Include printed proof
The file you have created may look very good on your screen but it may end up looking quite different on someone else's machine, for a variety of reasons. Print out a hard copy of your file, even to an inexpensive inkjet printer or whatever you have access to. Your printed copy may not look exactly like the image on your screen (colour variations, contrast differences etc.) but if it is pretty close to what you would like the final product to look like, include that with the files you send to your printer. This way they will at least have some idea of what type of result would be acceptable to you and they will have something to go by.

Do not put text or important image info near the edge of the margin
Due to variations in paper feeding in different machines or cutting/trimming of the final print (often done by hand) you may want to include a sufficient area of "bleed" in all your images. This is simply an extension of the background of your image beyond the borders where you would want the page to be cut. This will prevent any white space from showing at the sides of the print in case the media is not cut perfectly on the margin lines or cut marks. Also, keep the text and other important image detail as far away from your borders for the same reasons.

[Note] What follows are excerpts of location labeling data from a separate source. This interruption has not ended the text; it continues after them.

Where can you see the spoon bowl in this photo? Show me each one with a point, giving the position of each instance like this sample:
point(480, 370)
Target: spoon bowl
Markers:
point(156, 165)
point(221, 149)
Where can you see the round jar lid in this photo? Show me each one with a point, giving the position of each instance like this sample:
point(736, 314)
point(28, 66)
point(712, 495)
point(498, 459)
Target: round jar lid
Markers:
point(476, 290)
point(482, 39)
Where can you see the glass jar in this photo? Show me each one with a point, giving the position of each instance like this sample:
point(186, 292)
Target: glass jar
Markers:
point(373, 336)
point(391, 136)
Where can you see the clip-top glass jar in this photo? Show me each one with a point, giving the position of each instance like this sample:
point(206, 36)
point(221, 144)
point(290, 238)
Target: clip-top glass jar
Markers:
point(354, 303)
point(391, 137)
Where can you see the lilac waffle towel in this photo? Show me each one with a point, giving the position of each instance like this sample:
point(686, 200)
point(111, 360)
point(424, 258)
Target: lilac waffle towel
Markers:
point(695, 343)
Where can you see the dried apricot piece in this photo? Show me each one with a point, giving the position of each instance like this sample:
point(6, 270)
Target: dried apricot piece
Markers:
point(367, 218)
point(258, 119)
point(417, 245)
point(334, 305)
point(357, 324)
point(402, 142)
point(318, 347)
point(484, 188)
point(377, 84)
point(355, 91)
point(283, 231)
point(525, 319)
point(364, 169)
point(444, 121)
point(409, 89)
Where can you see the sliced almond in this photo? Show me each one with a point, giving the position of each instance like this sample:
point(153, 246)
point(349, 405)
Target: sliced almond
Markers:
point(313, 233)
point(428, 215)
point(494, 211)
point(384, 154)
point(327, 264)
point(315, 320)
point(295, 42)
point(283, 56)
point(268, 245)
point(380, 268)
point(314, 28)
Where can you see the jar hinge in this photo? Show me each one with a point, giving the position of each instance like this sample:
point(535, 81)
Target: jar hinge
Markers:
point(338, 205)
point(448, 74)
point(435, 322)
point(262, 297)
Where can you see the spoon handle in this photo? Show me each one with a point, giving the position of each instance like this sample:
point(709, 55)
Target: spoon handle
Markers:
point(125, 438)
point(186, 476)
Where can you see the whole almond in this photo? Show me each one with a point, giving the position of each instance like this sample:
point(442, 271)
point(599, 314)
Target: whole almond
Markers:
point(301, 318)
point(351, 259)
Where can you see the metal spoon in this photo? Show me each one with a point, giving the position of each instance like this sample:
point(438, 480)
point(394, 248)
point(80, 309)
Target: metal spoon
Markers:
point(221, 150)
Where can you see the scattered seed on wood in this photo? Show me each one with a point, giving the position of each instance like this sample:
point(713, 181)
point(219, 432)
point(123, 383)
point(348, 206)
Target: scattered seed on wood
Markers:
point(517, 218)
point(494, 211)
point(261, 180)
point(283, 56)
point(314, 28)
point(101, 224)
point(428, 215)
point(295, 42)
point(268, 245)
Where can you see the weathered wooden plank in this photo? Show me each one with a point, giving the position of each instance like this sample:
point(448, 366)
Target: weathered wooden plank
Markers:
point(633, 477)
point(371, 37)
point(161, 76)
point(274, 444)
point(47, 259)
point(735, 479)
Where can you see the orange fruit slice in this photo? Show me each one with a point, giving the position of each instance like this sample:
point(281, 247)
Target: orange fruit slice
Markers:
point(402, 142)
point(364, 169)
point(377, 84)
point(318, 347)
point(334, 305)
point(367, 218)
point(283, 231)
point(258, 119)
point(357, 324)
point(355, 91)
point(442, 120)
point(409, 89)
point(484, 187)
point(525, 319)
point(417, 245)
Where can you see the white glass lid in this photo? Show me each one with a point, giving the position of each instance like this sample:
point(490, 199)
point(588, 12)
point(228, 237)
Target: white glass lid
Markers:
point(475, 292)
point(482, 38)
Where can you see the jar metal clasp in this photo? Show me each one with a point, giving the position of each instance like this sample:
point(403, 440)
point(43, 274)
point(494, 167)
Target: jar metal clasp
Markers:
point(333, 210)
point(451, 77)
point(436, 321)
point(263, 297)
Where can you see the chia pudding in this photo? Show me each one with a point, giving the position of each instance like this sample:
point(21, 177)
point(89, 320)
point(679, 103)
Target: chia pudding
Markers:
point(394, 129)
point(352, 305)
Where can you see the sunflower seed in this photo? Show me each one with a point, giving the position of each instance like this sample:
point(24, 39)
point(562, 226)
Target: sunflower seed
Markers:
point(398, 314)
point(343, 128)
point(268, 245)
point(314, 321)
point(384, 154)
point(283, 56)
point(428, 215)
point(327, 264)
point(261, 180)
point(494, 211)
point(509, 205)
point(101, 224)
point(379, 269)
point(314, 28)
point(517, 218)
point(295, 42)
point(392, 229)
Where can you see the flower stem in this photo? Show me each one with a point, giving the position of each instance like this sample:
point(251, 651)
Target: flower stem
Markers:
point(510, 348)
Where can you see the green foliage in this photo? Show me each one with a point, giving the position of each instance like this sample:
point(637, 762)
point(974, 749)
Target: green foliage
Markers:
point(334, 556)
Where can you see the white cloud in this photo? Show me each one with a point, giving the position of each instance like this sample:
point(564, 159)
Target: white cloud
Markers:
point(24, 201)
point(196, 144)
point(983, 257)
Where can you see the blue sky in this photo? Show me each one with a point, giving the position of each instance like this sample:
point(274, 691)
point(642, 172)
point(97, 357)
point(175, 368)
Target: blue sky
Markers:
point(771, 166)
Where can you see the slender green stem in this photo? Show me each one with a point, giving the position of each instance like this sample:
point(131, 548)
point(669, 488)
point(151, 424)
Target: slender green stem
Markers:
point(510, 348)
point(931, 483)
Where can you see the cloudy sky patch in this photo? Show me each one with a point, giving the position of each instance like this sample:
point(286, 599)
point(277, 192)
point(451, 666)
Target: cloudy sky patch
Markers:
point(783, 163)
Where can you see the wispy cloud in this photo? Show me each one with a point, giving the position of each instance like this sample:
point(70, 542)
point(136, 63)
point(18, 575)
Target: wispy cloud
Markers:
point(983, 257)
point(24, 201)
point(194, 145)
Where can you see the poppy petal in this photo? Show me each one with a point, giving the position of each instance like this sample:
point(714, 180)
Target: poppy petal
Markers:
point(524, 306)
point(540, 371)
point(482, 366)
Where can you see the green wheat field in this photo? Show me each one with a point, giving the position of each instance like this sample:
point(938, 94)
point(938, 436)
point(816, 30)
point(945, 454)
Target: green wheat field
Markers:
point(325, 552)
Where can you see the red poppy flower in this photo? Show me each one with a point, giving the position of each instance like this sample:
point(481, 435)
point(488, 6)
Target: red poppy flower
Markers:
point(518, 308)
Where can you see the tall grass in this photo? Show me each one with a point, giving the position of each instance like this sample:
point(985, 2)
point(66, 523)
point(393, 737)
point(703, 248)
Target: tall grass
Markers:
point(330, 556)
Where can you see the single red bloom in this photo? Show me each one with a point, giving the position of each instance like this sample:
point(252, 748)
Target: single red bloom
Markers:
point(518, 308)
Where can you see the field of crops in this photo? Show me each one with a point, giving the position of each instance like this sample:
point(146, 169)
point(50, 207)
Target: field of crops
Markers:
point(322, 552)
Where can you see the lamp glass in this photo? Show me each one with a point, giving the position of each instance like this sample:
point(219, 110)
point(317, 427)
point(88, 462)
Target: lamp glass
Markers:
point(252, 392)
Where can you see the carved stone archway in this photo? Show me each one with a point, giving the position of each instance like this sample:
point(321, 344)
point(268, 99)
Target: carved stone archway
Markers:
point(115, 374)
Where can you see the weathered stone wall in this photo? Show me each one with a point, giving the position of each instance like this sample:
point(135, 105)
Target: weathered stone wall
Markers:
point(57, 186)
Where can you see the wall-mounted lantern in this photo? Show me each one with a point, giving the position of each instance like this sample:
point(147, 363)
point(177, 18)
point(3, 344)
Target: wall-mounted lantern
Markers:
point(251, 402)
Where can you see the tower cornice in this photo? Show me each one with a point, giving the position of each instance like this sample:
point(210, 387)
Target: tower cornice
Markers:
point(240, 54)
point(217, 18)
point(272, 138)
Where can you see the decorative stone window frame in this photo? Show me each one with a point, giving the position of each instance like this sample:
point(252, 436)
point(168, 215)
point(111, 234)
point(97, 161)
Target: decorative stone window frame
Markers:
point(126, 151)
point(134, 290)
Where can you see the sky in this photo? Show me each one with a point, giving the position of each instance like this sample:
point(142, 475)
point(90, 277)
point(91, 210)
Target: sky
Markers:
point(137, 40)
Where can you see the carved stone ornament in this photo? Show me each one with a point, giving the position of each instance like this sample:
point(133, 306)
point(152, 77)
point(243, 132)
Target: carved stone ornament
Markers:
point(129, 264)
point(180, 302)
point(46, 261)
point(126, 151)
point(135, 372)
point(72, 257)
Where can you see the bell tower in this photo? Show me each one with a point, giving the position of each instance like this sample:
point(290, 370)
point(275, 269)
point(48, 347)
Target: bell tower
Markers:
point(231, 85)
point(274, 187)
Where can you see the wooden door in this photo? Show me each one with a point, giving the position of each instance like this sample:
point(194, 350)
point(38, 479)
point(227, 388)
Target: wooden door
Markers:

Be aware of colour conversions
There are a number of common colour "spaces" that are used by different types of equipment. For instance, RGB is very common on PC screens (CRT or LCD) and CMYK is very common on laser and inkjet printers (LAB is another colour space that is gaining in popularity). SRGB is often used for webdesign. All of these color methods have their pros and cons. RGB has a pretty wide colour "gamut" or possible range and variety of colours. CMYK does not have as many different colours that can be created so the printing software has to translate from one colour space to another. This sometimes results in some colours that look quite a bit different than in the original file so an exact match for all colours in a file is sometimes just not possible.